Lunch was delicious and put me in better spirits, the melancholy lifting like the morning mist at the beach, and so I suggested we visit the beautiful Self-Realization temple, which is a golden lotus of a building, surrounded by fantastic gardens, at the end of Sunset by the ocean. On the way, after a small detour onto Old Ranch Road to look at the horses, and a good bit of fantasizing about owning a house where your horse could live a stone's throw from your bed, Minks noticed a tree covered in yellow and white paper notes. We turned around on Sunset, pulled over, got out of the car and realized that this was the shrine for N's friend who died on Friday night by wrapping his car around a tree. It wasn't far from Brooktree, near Rustic Canyon. The eucalyptus trees stood in front of some ancient bamboo, as wide as my thigh, which had been snapped in two from the impact of the car. The trees were surrounded by candles, and flowers; iris, rose, white hydrangea, daisies. Many bunches of flowers, some wrapped in paper or cellophane, some laid on the ground, some in vases. An old yellow pad sat by the tree with a black sharpie. His friends had written notes and pinned them up, or written directly on the tree. "Rest in Paradise" it said. "You were the nicest guy I knew." "We will always love you." There were photos too, of the kid with his soccer team, with his arm around his buddies, grinning at the camera. Somebody had drawn a picture. Poems. Minks tore a piece of yellow paper, wrote something on it and pinned it up. We held hands and stared at the tree. A mother in sunglasses parked her SUV and walked over to us, looked at the shrine and started to sob silently. Two dark-haired girls in black dresses came over too and just stared blankly. The funeral was this afternoon. 978 people have signed the Facebook page dedicated to his memory. His sister goes into the 9th grade at Wildwood in September. Cars drove by and honked, as if people knew him. I found myself overwhelmed with sadness. There but for the grace of God go all of us. I can't bear to think about how many young lives that horrendous death may have saved by its example. My heart breaks for those parents. I want to write to them but I'm not sure what to say. It's the first time that anyone N has known has died from anything other than old age. He was seventeen years old and he loved to write, surf and play soccer. He was seventeen and he was loved by many, many people.

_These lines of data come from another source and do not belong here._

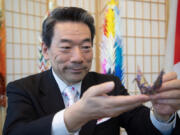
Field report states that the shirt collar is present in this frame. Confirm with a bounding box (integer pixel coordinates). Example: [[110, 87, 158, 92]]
[[52, 69, 82, 95]]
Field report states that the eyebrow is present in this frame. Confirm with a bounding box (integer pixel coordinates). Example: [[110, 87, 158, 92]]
[[60, 39, 73, 44], [60, 38, 92, 45], [80, 38, 91, 44]]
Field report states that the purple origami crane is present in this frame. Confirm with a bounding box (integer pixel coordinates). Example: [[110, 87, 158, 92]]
[[134, 67, 165, 95]]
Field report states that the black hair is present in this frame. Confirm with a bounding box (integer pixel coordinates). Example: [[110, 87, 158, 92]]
[[41, 7, 95, 48]]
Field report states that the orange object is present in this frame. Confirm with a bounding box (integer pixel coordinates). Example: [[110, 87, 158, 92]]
[[0, 18, 6, 107]]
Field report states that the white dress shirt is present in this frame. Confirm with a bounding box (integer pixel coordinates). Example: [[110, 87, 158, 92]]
[[51, 70, 81, 135], [150, 110, 176, 135], [51, 70, 176, 135]]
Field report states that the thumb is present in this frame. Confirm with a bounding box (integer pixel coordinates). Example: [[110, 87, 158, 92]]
[[87, 81, 115, 97]]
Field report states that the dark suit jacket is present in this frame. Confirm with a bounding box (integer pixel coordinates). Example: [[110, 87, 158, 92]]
[[3, 70, 180, 135]]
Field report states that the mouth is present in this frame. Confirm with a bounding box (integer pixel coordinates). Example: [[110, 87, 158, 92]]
[[71, 68, 85, 73], [67, 67, 86, 73]]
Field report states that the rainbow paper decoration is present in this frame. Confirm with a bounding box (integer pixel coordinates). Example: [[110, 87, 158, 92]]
[[100, 0, 124, 82], [38, 46, 50, 72], [38, 0, 54, 72]]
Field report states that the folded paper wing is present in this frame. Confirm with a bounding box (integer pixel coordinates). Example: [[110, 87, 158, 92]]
[[134, 68, 164, 95]]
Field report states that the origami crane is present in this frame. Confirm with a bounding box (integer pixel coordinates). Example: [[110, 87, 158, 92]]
[[134, 67, 165, 95]]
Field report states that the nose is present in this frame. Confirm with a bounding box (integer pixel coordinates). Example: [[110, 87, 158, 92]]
[[70, 46, 83, 63]]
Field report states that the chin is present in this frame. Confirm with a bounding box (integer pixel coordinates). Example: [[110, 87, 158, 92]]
[[67, 71, 88, 83], [67, 79, 81, 85], [70, 76, 84, 83]]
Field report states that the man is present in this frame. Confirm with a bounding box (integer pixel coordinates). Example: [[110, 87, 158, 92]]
[[3, 7, 180, 135]]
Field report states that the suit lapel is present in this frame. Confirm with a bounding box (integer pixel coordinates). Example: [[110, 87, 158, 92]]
[[39, 70, 65, 114], [39, 71, 98, 134], [80, 72, 97, 97], [79, 72, 97, 135]]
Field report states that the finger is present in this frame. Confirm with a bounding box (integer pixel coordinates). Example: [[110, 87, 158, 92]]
[[152, 103, 176, 116], [109, 94, 150, 107], [87, 81, 115, 97], [111, 100, 148, 116], [154, 99, 180, 106], [159, 79, 180, 91], [151, 90, 180, 99], [163, 72, 177, 82]]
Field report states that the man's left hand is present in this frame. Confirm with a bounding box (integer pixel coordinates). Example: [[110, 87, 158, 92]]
[[151, 72, 180, 122]]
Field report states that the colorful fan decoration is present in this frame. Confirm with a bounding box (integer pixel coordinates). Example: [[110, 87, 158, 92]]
[[38, 14, 50, 72], [38, 46, 50, 72], [100, 0, 124, 82], [38, 0, 56, 72]]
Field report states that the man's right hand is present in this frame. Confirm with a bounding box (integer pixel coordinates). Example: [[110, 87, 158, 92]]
[[64, 81, 150, 132]]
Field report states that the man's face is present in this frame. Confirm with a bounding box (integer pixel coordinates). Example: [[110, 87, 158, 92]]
[[43, 22, 93, 85]]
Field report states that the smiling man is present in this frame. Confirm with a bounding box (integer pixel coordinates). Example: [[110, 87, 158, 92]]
[[3, 7, 180, 135], [43, 22, 93, 85]]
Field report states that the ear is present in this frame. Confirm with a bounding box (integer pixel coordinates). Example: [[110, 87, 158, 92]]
[[42, 42, 49, 60]]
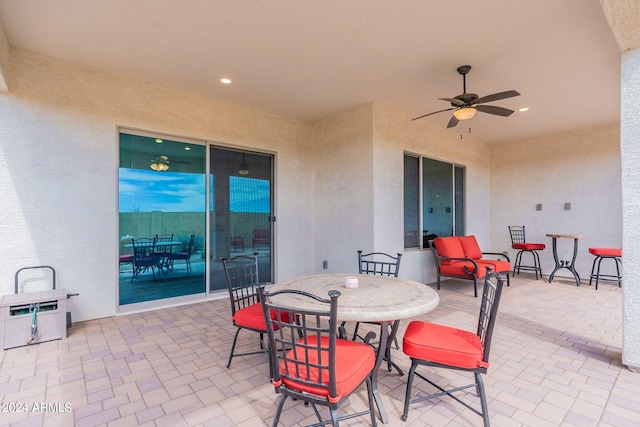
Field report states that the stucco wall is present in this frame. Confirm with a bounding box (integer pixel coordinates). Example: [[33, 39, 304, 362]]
[[311, 105, 375, 274], [373, 104, 492, 284], [0, 50, 313, 322], [490, 124, 621, 281], [621, 47, 640, 370]]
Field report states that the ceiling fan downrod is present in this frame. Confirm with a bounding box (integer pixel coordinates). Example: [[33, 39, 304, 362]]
[[457, 65, 472, 94]]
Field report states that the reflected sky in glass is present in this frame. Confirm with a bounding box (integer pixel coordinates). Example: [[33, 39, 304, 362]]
[[119, 169, 269, 213]]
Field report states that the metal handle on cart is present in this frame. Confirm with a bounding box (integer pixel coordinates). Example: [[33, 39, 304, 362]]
[[15, 266, 56, 294]]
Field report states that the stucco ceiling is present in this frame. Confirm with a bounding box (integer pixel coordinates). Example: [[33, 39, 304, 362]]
[[0, 0, 622, 144]]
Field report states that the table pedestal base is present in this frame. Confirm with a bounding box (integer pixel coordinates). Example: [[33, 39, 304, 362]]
[[547, 234, 582, 287]]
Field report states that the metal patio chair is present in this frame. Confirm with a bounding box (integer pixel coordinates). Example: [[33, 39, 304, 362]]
[[401, 267, 506, 426], [258, 285, 378, 427]]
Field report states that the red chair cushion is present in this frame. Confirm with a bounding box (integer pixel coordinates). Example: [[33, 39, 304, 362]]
[[233, 303, 290, 331], [232, 303, 268, 330], [458, 235, 483, 259], [403, 320, 488, 369], [475, 260, 511, 275], [589, 247, 622, 257], [439, 261, 483, 278], [280, 336, 375, 401], [119, 254, 134, 262], [512, 243, 545, 250], [434, 237, 465, 265]]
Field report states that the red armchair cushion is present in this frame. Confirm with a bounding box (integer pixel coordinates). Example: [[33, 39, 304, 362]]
[[280, 336, 375, 401], [458, 235, 483, 259], [589, 247, 621, 257], [403, 320, 488, 369], [513, 243, 545, 250], [439, 261, 482, 278], [434, 237, 465, 265], [476, 260, 511, 275]]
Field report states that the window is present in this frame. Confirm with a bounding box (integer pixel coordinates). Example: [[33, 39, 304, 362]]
[[404, 154, 465, 249]]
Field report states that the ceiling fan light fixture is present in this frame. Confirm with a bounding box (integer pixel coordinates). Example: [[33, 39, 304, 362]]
[[453, 107, 476, 121], [150, 155, 170, 171]]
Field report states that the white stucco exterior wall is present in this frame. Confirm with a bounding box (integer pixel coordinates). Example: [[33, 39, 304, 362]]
[[490, 124, 622, 280], [620, 47, 640, 370], [0, 50, 314, 322], [600, 0, 640, 371]]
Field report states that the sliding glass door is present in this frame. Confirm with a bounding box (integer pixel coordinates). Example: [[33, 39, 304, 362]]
[[118, 132, 206, 306], [208, 147, 274, 292]]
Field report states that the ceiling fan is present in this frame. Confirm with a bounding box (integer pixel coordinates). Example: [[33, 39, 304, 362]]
[[412, 65, 520, 128]]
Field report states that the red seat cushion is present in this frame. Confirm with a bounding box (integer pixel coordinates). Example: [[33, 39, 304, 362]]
[[512, 243, 545, 250], [403, 320, 488, 369], [232, 303, 268, 330], [280, 336, 375, 401], [439, 261, 483, 278], [476, 260, 511, 275], [434, 237, 465, 265], [232, 303, 289, 330], [119, 254, 134, 262], [589, 247, 622, 257], [458, 235, 483, 260]]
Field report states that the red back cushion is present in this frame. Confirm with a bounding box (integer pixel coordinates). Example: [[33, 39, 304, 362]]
[[434, 237, 465, 265], [458, 235, 483, 260]]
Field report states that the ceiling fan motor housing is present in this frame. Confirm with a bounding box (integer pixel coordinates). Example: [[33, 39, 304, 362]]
[[453, 93, 479, 106]]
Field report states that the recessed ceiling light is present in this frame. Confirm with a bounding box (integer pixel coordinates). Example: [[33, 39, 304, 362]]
[[519, 107, 530, 112], [184, 146, 191, 151], [220, 78, 232, 84], [155, 138, 163, 143]]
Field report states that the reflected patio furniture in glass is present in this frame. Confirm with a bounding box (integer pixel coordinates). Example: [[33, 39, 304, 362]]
[[131, 238, 162, 282]]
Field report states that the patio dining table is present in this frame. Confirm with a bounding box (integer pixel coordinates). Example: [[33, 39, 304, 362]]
[[269, 273, 439, 424]]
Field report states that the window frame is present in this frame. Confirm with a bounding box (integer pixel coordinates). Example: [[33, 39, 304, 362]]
[[403, 152, 466, 250]]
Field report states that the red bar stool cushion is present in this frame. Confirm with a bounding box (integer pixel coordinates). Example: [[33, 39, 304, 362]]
[[512, 242, 545, 250], [589, 247, 621, 257], [403, 320, 487, 369]]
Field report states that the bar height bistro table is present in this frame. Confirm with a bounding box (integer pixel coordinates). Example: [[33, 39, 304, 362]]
[[547, 233, 584, 286], [269, 273, 440, 424]]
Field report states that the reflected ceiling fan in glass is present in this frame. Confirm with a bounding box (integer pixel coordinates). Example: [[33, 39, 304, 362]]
[[150, 155, 170, 171]]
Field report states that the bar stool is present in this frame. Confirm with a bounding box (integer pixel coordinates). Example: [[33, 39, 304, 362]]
[[508, 226, 545, 279], [588, 247, 622, 290]]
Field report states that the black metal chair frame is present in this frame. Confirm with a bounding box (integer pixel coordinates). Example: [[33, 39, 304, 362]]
[[166, 234, 195, 273], [429, 239, 510, 298], [589, 253, 622, 290], [401, 268, 507, 427], [508, 225, 544, 279], [350, 250, 404, 376], [258, 286, 378, 427], [221, 252, 267, 368], [154, 233, 175, 274], [131, 237, 161, 282]]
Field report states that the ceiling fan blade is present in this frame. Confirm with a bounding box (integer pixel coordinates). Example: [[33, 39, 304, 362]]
[[475, 104, 515, 117], [447, 115, 459, 128], [438, 97, 466, 107], [475, 90, 520, 105], [412, 107, 456, 121]]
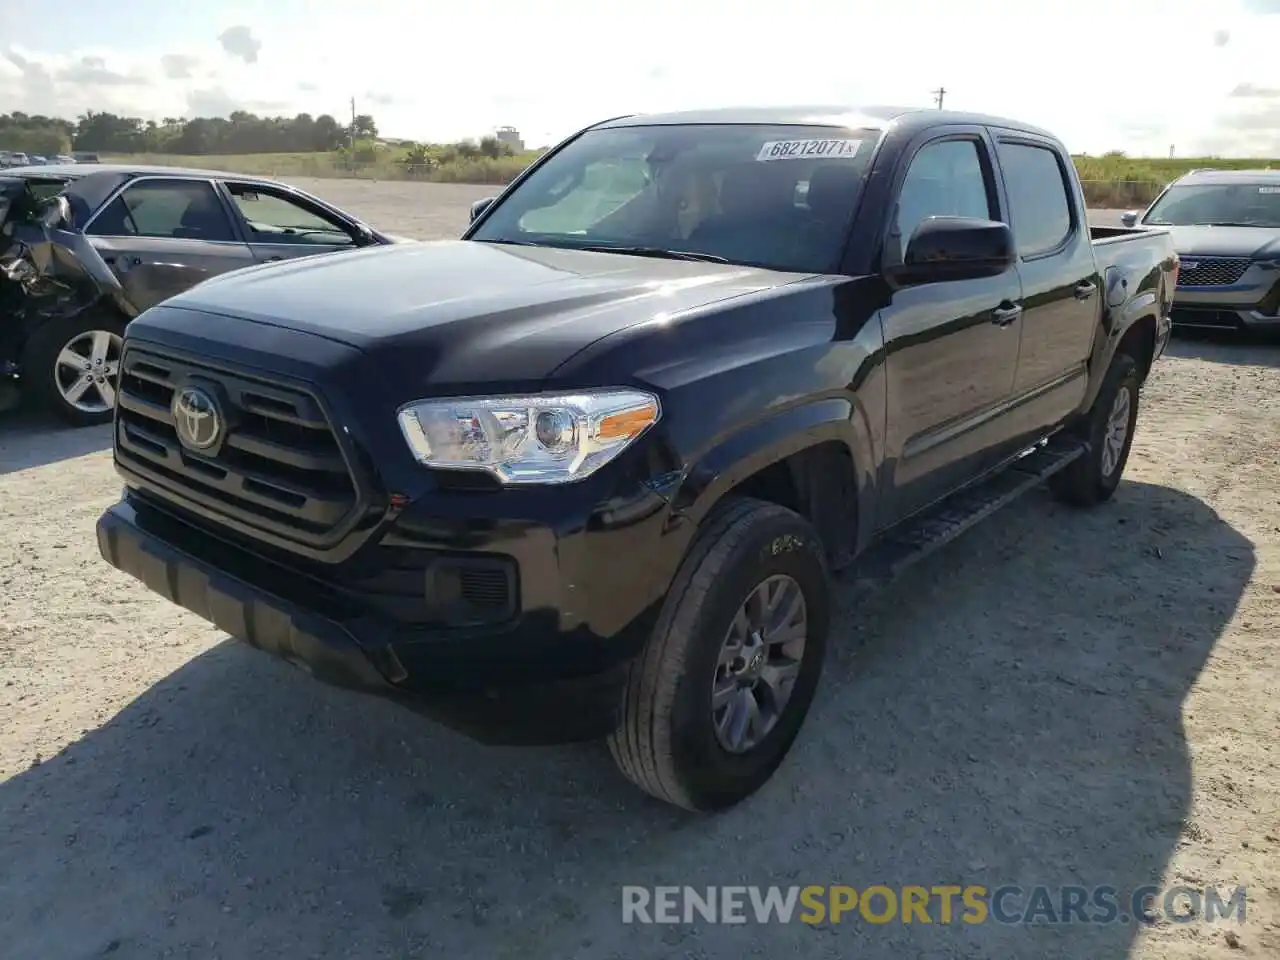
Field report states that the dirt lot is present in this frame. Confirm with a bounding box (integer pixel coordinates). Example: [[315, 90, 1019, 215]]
[[1, 182, 1278, 959]]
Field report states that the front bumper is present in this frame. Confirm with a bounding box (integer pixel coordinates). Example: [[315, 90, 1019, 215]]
[[1171, 263, 1280, 331], [1169, 304, 1280, 331], [96, 495, 657, 744]]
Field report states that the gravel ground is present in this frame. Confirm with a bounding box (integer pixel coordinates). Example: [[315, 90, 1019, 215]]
[[1, 184, 1278, 959]]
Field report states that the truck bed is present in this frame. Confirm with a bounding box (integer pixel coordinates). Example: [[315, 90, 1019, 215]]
[[1090, 224, 1164, 244]]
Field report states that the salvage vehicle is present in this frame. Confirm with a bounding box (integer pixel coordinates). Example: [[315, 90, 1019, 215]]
[[96, 106, 1179, 812], [1121, 168, 1280, 333], [1, 164, 403, 424]]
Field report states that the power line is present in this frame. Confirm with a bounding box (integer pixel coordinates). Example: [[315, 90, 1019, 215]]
[[931, 86, 947, 109]]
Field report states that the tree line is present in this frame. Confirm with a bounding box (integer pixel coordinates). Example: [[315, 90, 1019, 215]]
[[0, 110, 381, 156]]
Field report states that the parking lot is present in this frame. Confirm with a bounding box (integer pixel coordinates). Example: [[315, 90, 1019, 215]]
[[1, 181, 1278, 959]]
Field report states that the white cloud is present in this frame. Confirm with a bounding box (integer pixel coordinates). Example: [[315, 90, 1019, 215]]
[[160, 54, 199, 81], [216, 25, 261, 66], [2, 0, 1280, 154]]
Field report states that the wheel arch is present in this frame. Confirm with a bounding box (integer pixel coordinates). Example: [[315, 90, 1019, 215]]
[[671, 396, 877, 570], [1083, 283, 1161, 413]]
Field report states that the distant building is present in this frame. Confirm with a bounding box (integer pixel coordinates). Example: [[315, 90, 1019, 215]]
[[495, 126, 524, 152]]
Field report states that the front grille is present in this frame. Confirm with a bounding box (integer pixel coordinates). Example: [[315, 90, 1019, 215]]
[[115, 345, 360, 547], [1177, 257, 1251, 286]]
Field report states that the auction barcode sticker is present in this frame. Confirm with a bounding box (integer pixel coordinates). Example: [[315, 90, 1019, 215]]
[[756, 139, 863, 162], [1259, 186, 1280, 193]]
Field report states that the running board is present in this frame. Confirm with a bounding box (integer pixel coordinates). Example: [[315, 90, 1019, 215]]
[[850, 437, 1087, 585]]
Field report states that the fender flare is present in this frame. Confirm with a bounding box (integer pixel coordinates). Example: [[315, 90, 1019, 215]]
[[672, 395, 878, 541], [1082, 264, 1164, 412]]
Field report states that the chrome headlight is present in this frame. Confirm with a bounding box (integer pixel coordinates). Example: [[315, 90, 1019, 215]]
[[396, 389, 661, 484]]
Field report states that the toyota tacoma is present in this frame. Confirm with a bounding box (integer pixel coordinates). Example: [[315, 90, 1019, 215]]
[[96, 106, 1179, 811]]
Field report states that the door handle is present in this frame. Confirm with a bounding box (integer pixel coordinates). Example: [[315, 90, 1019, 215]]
[[1074, 280, 1097, 300], [991, 302, 1023, 326]]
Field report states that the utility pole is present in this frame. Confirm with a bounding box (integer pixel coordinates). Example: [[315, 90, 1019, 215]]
[[932, 86, 947, 109], [349, 96, 357, 148]]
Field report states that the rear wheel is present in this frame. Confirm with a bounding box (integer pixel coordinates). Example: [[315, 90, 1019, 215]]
[[22, 312, 126, 427], [608, 498, 830, 812], [1049, 352, 1140, 507]]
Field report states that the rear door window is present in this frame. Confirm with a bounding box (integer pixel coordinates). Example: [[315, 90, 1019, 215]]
[[87, 179, 238, 242], [995, 141, 1074, 257]]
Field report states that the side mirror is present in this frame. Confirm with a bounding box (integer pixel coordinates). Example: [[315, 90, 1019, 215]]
[[352, 223, 378, 246], [1120, 211, 1139, 227], [470, 197, 496, 223], [891, 217, 1016, 286]]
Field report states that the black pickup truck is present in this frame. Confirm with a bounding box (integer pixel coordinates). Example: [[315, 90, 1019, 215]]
[[96, 106, 1178, 812]]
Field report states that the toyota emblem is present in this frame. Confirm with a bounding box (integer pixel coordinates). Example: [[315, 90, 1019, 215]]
[[172, 386, 222, 450]]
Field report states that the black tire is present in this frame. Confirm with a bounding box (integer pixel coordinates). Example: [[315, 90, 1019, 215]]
[[21, 311, 126, 427], [608, 497, 830, 812], [1049, 352, 1140, 507]]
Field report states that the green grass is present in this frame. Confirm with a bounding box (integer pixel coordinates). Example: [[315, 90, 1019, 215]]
[[104, 148, 538, 185], [1074, 154, 1279, 208], [103, 149, 1280, 209]]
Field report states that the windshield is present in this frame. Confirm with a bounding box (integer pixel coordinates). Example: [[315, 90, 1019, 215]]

Of course, the temple was closed. The gates were locked and so the prayers had to be said in our heads. Instead we stopped at a little bookstore in the Palisades where kids were excitedly planning their midnight adventures to see the newest Harry Potter film which opens tonight. I've always rather disliked the Palisades, but today, it seemed different. Sweet, in fact. A real community with old people and little girls in bookstores, and golden retrievers that pant on the curb, and wiccan ladies drinking herb tea out of to go cups.

I dare not say what is in my head. N must think me crazy as I texted him frantically: Are you ok? Where are you? I love you, darling. Be safe.

Make good memories. That's what the man said.